東電の株主が勝俣恒久前会長ら現・元取締役二七人を相手取り、原発事故による五兆五〇四五億円の損害を個人の財産で会社に賠償するよう求めて東京地裁に起こした株主代表訴訟で、八月二九日、原告・株主側と東電が合意した。
株主側弁護団の説明によると、昨年三月一一日~三一日のテレビ会議の録画・録音(一部の映像・音声は欠落)について、(1)東電は原本を廃棄・消去しないことを約束する(2)東電はピー音やぼかしの入っていない原本のコピー(DVDとブルーレイディスクで計一五五枚)を裁判所に任意で提出する――が合意の柱。
ただ、裁判所は保管するだけで、ただちに証拠に採用して中身を調べるわけではない。証拠として開示させるには、株主側が訴訟の争点に関連する部分(日時、内容など)を特定して請求し、(1)東電が受け入れて自ら開示するか(2)裁判所が東電に対し提出命令を出す――といった手続きが必要だ。
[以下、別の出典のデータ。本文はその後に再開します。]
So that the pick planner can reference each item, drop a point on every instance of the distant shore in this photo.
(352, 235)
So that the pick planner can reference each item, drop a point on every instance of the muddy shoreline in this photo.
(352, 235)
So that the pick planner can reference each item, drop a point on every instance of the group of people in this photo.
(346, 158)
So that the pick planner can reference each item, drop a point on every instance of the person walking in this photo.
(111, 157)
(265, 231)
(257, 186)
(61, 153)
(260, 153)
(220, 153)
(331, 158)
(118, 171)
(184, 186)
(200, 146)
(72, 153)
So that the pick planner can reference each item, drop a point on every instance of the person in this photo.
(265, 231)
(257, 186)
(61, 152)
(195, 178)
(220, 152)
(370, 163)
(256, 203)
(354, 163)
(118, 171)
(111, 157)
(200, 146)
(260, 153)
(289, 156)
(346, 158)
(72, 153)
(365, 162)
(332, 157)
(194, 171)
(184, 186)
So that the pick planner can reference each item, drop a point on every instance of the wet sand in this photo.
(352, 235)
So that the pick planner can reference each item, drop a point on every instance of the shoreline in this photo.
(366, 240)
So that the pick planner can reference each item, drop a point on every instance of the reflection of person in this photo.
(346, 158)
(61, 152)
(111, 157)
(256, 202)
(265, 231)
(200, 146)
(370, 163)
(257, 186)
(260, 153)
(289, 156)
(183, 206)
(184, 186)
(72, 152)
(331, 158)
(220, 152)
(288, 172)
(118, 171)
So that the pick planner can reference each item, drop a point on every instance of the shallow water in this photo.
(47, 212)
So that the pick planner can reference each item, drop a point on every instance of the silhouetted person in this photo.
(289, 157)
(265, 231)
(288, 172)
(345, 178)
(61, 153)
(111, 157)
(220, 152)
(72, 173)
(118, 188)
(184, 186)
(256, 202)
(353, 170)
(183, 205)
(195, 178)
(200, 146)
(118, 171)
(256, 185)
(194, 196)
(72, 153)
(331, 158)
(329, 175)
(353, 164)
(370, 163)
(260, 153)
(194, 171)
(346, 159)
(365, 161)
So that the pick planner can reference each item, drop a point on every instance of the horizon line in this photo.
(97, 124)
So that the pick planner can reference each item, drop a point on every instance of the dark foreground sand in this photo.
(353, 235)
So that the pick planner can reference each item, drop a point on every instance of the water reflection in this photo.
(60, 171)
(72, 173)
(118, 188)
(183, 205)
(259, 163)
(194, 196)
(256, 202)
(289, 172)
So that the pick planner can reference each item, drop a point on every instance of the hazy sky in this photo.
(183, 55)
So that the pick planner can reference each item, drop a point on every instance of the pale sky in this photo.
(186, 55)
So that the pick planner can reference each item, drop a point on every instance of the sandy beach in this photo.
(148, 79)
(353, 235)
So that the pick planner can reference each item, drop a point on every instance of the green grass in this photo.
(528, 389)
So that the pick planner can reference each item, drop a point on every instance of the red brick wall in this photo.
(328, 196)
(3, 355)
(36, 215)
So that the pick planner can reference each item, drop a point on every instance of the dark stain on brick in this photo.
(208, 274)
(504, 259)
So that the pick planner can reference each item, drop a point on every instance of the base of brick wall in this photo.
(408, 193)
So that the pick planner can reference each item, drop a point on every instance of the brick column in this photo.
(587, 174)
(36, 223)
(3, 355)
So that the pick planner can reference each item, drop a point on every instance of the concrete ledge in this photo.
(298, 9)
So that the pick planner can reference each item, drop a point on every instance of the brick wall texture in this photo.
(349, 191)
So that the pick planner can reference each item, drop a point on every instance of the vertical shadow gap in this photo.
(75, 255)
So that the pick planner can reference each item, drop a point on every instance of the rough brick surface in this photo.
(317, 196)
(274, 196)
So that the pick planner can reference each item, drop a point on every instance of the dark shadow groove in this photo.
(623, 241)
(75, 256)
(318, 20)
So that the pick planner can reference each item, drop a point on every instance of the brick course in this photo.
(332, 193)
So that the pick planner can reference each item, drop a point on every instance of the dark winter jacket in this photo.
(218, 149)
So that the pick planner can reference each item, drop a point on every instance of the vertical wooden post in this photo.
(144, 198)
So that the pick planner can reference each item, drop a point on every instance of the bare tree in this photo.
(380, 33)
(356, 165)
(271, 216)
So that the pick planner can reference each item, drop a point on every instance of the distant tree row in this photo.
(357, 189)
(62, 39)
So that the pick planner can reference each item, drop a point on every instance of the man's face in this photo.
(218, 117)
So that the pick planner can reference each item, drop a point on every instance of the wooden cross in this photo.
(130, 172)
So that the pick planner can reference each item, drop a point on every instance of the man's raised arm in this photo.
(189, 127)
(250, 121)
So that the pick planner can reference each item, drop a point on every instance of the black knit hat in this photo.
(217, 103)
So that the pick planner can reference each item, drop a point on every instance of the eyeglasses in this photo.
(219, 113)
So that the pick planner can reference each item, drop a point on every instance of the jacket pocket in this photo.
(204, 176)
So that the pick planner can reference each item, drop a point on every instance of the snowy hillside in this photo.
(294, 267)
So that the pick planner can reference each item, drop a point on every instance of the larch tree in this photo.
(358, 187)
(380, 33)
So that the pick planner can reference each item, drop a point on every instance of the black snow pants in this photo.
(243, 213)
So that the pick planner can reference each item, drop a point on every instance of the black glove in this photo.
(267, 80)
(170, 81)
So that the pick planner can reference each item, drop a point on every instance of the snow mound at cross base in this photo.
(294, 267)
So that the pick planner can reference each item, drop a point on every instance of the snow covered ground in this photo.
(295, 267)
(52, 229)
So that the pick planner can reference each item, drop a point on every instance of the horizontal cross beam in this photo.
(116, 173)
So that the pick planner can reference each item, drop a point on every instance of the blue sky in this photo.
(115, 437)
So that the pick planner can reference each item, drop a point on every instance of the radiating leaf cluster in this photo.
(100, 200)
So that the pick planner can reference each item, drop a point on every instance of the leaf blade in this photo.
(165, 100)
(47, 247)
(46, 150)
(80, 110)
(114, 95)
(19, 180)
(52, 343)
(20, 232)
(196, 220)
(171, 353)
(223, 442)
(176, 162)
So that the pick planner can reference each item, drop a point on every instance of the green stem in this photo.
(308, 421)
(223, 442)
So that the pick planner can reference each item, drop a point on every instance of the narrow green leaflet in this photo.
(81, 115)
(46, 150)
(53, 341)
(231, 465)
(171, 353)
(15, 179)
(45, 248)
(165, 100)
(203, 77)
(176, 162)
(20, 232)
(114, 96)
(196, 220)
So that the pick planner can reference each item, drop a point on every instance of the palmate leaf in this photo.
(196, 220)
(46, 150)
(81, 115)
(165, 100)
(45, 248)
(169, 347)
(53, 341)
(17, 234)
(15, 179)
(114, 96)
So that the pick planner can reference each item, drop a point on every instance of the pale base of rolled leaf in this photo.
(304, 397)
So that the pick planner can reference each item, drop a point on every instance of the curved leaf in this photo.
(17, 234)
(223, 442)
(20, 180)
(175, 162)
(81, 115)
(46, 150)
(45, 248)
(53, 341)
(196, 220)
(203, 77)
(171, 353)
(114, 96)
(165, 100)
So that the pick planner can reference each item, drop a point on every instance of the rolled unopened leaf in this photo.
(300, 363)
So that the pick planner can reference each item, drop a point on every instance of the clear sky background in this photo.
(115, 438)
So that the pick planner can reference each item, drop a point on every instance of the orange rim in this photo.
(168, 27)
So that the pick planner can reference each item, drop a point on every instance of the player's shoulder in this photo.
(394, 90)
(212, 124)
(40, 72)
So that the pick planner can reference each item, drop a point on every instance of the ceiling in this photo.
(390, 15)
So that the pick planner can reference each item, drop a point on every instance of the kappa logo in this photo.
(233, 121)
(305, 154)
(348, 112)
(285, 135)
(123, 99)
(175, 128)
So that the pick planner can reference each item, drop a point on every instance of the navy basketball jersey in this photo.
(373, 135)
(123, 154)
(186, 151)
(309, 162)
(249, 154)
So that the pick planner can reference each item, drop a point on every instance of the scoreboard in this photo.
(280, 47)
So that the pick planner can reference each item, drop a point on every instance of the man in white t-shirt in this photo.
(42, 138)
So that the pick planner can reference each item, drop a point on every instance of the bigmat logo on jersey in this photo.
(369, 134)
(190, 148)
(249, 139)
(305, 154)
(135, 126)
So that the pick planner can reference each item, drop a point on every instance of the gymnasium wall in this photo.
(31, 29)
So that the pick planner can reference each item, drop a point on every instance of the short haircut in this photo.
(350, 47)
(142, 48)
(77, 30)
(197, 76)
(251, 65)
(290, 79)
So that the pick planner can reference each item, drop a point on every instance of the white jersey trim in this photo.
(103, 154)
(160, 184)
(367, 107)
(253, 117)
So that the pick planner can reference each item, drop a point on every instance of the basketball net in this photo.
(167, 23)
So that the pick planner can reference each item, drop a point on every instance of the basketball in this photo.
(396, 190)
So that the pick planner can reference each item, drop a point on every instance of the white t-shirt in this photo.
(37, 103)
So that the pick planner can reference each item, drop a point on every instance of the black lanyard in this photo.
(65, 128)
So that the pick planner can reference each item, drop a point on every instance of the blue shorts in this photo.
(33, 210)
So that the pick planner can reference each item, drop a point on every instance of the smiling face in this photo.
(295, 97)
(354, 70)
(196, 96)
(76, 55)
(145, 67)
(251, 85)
今回の措置により、東電が開示する録画・録音が改竄されていないかどうか、株主側は裁判所が保管しているコピーと照合して確かめることができる。
株主側は、同期間のテレビ会議の録画・録音を証拠として保全(=内容を開示)するよう申し立てていたが、合意に伴い取り下げた。東電が被告の取締役を支援するために申し出ていた「補助参加」も認めることになった。
株主側にとっては不満も残る内容だが、弁護団長の河合弘之弁護士は記者会見で「国民の共有財産である録画・録音が毀滅・改竄されることはなくなった。引き続き全面開示を要求していく」と合意の意義を強調した。